One also that I remember is that there’s multicenter research that came out from Chicago that looked at specifically leukemic patients. If they accounted for structural racism—which they defined as patients who live a certain percentage below the poverty line, low education, how much money they make, and essentially those who live in segregated areas, like predominantly White or predominantly Black—they found that when you actually adjusted for structural racism, it mediated nearly all of the health disparities with Black versus White or Hispanic versus White, which I think says a lot. This information and this research, I think, just barely sheds a light that disparities exist. I think we still have a long way to go though. There’s such variability in the data that are available, the definitions that are available, and so we still have a long way to go.
Oncology Practice Management: What role can the pharmacist play in mitigating these disparities for patients with hematologic malignancies?
Dr Ahmed: I think pharmacists will play, or can play, a huge role in allowing us to have SDOH targetable actions in order to achieve health equity. Why I think pharmacists: we practice evidence-based medicine, we do a lot of research. We are at the forefront of patient care, and I think we’re a profession that’s just multifaceted. I say that to say, when you look at some of the CDC directives in order to achieve health equity, one of the major ones is data and surveillance. I can cite so many different research studies and data that are available, but they’re all variable in definitions, they’re variable in how the studies are conducted. So we need to do better, as a larger group, to make sure that we’re conducting well-defined studies to figure out how we can achieve health equity, how we can appropriately define these end points, and the definitions of what structural racism means. I think pharmacists can really help in that research aspect.
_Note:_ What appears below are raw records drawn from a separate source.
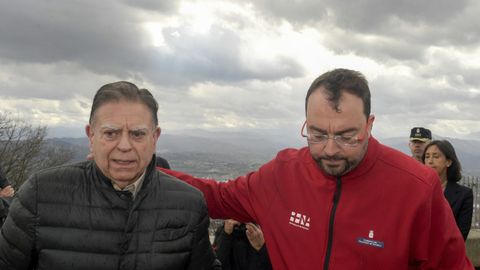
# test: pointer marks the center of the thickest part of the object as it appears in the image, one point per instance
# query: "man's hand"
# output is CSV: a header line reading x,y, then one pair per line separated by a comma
x,y
229,224
255,236
7,192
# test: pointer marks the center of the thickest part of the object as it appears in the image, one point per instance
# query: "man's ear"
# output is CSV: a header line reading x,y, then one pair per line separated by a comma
x,y
370,121
89,132
157,133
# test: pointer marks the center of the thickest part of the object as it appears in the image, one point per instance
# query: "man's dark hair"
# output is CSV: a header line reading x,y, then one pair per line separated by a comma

I think pharmacists also play a huge role in advocacy. In order to relieve the burden of social needs on the institutional scale, local scale, we’ve got to make changes at the policy level. We need to make changes in order to relieve some of the poverty or advocate for policy changes with education, housing quality, economic stability, things like that.
Another aspect that pharmacists can play a key role [in] is that there currently are no tools that are specific to oncology to basically identify which patients have specific social needs. So when patients come into the clinic, there are different needs assessment that can be done, but they’re not specific to oncology. I think that pharmacists can help in developing tools that can be specific to the needs of our oncology patients. And then also, providing resources that patients can use to help their transportation needs, or fill in the educational gap, things like that.
Oncology Practice Management: What are the top 3 takeaways from your presentation that you want your hematology/oncology pharmacy colleagues to know?
Dr Ahmed: That’s a great question. The top 3 points that I would want to say are one, that these disparities actually exist within the hematologic malignancies world, and there’s a lot of evidence that these disparities exist. And I will also say the other key takeaway point is that we need to be able to contribute to the research and data surveillance that are occurring within the SDOH targetable outcomes, then we can make the appropriate step forward. And then lastly, I will say that you do not need to be an SDOH or health equity expert in order to make changes. I think, in the role that we play within the many different professions, advocating for achieving health equity through SDOH targetable efforts and even helping provide resources to patients, providers is more than enough.